Students must work together to protect the web

from @support_net_neutrality

Net Neutrality is something worth fighting for.

Net Neutrality seems like it might possibly be the most boring and most painstakingly complicated concept on its face. While it is a complicated issue that should not just be reduced to buzzwords, at its base, net neutrality protects smaller sites from getting slowed down by internet service providers and protects the free market of the internet.

That is why the Federal Communications Commission’s ruling to dismantle those protections seems so startling, however this is not the time for students for reach for their tinfoil hats to protect themselves from big businesses taking over the world.

It is not the end of the internet as we know it…yet. There is still time for Congress to take action and do something to keep Net Neutrality alive and it is up to students and young people of the country to do that.

Teens are the people who will be most affected by this because the internet is so ingrained in every high schooler’s life and everything that they do.  Additionally, it will be a part of everything that students will do in the future.

It is not yet the time to panic, it is the time to do something while there is still time.

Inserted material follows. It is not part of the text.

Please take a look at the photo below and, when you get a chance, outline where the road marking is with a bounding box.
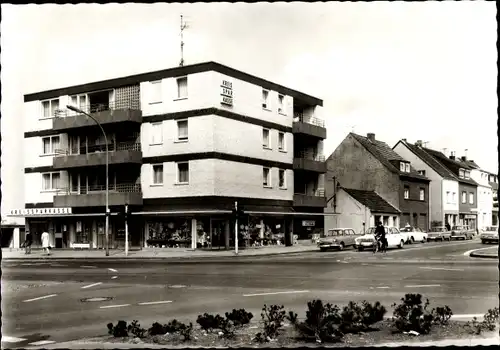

It is still not yet legal for ISPs to slow down speeds of sites. It is not yet legal for ISPs to charge sites to bring up their speed. So for all that the tinfoil hats would not do, reaching for the phones to reach out to legislators and congress people would do.

This could override the actions of Ajit Pai and the Federal Communications Commission. If not their actions will have an actionably negative effect on any student as they continue their high school career or go onto college and then into the workforce.

As Cait Gibbons of the University of Wisconsin student newspaper, The Badger Herald, outlined, there is a clear and present threat for University students specifically. The removal of Net Neutrality makes it almost impossible for Universities to provide their students with the education resources necessary to fulfill their mission statements.

To read the full Badger Herald article go here.

After college, and once students become consumers and begin paying for internet services, the problems continue. If an internet service provider charges certain companies for higher speeds that a consumer is not a fan of, consumers have very few other options.

One company controls 55% of the internet service in the country and two others split almost all of the other 45%. This near monopoly on the internet industry gives consumers little choice and little recourse.

That is why, while Net Neutrality is painted as a needless piece of regulation that hinders the free market, it, in fact, hinders an actual free market of the sites on the internet.

It makes it so one or two big businesses can’t pick winners and losers. It is not the government, it is not people that can be voted out of office, without Net Neutrality, CEOs that only have obligations for profits of their own company can pick the winners and losers.

This is something that clearly will impact students in the long run. That is why it is not time for students to panic, it is time for students to act to make sure that Net Neutrality stays in place.

Cait Gibbons is Breandan Gibbons’ sister and an alumnae of St. Paul Academy and Summit School.